Note that the intersection of two intervals of the type in $$\mathscr{B}$$ is another interval of this type. The complement of an interval of this type is either another interval of this type or the union of two disjoint intervals of this type.

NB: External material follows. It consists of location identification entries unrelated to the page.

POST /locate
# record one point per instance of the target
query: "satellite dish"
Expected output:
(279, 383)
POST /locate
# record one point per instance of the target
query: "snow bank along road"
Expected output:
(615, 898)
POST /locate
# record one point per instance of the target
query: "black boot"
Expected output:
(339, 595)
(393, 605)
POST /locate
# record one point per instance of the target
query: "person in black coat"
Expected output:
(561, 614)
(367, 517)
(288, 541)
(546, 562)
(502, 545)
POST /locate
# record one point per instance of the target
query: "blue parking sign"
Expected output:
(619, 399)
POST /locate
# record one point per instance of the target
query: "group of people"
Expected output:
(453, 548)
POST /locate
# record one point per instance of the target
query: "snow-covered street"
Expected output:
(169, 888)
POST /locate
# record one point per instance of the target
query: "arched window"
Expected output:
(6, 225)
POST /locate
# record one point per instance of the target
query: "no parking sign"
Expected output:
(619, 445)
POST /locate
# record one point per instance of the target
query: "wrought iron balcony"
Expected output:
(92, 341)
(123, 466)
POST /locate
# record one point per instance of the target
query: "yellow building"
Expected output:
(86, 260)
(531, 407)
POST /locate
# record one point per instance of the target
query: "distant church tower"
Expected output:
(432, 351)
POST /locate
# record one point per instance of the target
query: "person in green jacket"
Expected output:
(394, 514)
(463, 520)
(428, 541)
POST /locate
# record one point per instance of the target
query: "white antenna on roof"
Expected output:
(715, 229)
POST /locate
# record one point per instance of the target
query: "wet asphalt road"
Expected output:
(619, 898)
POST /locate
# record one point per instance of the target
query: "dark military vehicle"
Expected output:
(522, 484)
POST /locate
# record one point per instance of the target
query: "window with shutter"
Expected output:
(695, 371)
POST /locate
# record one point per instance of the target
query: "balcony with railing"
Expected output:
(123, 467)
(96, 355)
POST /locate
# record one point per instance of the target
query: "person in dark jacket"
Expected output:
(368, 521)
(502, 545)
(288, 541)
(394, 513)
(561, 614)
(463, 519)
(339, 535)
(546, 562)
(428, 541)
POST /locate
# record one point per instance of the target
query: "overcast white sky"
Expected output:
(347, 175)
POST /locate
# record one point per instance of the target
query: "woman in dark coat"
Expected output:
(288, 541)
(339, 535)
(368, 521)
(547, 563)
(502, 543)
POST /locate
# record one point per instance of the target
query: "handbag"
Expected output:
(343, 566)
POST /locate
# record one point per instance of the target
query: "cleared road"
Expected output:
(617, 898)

It follows from result above that the collection $$\mathscr{A}$$ of finite disjoint unions of intervals in $$\mathscr{B}$$ is an algebra. Recall also that $$\sigma(\mathscr{B}) = \sigma(\mathscr{A})$$ is the Borel $$\sigma$$-algebra of $$\R$$, named for Émile Borel. We can generalize all of this to $$\R^n$$ for $$n \in \N_+$$

The collection $$\mathscr{B}_n = \left\{A_1 \times A_2 \times \cdots \times A_n: A_i \in \mathscr{B} \text{ for each } i \in \{1, 2, \ldots n\} \right\}$$ is a semi-algebra of subsets of $$\R^n$$.

Recall also that $$\sigma(\mathscr{B}_n)$$ is the $$\sigma$$-algebra of Borel sets of $$\R^n$$.